As DNA deciphering continues, Beugelsdijk, who in 1996 was awarded the Los Alamos Distinguished Performance Award for his contributions to HGP at Los Alamos and who in 1997 edited the book Automation Technologies for Genome Characterization, certainly keeps up with decoding progress, but other work has become center stage for him.
This past March, he was appointed project leader for the Los Alamos Research Park project, a joint effort by Los Alamos County, the private sector, nonprofit economic development organizations and LANL. When completed, the park is expected to house 1,500 researchers in a laboratory and office complex, adjacent to LANL's administrative area. "The first of five building is being built now," Beugelsdijk relates. "Companies will be able to come and experiment with high speed computers, for instance, and work on research and development challenges unique to each company. It's like a mall, in a way, with Motorola as an anchor. The park will be of use to companies from start-up outfits to Fortune 500 corporations."

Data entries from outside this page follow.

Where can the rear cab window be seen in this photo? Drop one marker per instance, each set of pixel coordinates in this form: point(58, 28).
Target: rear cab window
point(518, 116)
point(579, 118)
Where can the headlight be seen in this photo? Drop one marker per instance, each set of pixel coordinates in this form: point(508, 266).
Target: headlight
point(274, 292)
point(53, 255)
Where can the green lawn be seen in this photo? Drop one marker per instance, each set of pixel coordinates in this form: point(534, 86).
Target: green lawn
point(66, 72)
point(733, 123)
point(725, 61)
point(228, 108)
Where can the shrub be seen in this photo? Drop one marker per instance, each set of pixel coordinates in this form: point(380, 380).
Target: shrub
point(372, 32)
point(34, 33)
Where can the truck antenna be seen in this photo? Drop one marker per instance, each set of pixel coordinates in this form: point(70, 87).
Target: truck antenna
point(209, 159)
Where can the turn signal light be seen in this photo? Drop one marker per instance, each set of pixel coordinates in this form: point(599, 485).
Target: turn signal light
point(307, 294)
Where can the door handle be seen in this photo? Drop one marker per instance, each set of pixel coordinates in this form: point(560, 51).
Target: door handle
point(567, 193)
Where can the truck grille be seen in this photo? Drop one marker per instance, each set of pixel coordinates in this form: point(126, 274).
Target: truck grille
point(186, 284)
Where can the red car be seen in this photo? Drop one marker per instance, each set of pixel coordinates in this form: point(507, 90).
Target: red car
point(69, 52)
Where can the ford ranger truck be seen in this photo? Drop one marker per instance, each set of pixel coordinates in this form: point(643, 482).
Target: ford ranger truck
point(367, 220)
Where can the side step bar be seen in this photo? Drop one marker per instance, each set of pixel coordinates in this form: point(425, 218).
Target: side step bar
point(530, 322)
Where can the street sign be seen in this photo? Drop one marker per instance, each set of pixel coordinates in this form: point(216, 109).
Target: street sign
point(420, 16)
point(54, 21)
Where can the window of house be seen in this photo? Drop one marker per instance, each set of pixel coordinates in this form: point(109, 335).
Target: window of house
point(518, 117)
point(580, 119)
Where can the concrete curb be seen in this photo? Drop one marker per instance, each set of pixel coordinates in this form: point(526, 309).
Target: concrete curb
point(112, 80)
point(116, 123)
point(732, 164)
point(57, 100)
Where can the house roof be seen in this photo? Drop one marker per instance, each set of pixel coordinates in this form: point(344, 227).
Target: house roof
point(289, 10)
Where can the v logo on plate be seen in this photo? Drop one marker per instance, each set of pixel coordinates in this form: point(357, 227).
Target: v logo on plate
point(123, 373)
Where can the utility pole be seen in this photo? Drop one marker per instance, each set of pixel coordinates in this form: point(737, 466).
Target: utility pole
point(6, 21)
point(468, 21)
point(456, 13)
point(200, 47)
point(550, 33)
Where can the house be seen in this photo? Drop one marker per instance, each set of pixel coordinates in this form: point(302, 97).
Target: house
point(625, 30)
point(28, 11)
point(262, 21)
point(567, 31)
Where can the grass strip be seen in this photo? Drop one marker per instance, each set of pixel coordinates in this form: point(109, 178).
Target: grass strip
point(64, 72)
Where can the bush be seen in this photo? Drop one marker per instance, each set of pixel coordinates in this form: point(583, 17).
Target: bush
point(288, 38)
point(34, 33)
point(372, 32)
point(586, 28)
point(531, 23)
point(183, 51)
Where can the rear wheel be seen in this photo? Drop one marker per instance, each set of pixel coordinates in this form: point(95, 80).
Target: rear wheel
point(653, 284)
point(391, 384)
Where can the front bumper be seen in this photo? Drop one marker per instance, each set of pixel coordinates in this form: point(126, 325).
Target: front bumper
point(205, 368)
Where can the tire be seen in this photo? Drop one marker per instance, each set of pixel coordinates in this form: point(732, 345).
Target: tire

Beugelsdijk's fascination with science and research began early. After immigrating with his parents, younger sister and twin brother, Henry '71, to the United States from Holland in 1954 and enrolling at WSU in the late 1960s, his intention was to study physics, but he learned he preferred the discipline of chemistry. "I fell in love with chemistry," he says, "especially the experimental side of it. In not too many areas of study can you learn something in the classroom, then go to the lab to test the validity of it in such an immediate way. I enjoyed that."
He sees his experiences at Wichita State as solid preparation for his later studies and work. "As an undergrad," he notes, "I really benefited from the small classes and the personal attention of the faculty." Together, he adds, those faculty members helped "take the mystery out of difficult concepts."
Yet Beugelsdijk — showing that all-too-human trait of curiosity — remains attracted to the mystery of the unknown and the attempt to unravel it. Today, he's excited about a new venture: creating tools and materials by manipulating matter on the nanometer length scale. "Nanoscience is the next big thing," he explains. "Basically, that means controlling individual atoms and molecules. We'll be able to design new materials, elementally. That will have impacts on health, industry — nearly everything." Even over the phone, his sense of wonder is clear.
The sense of wonder: You can't help but wonder on just what DNA strand the basis for that is encoded.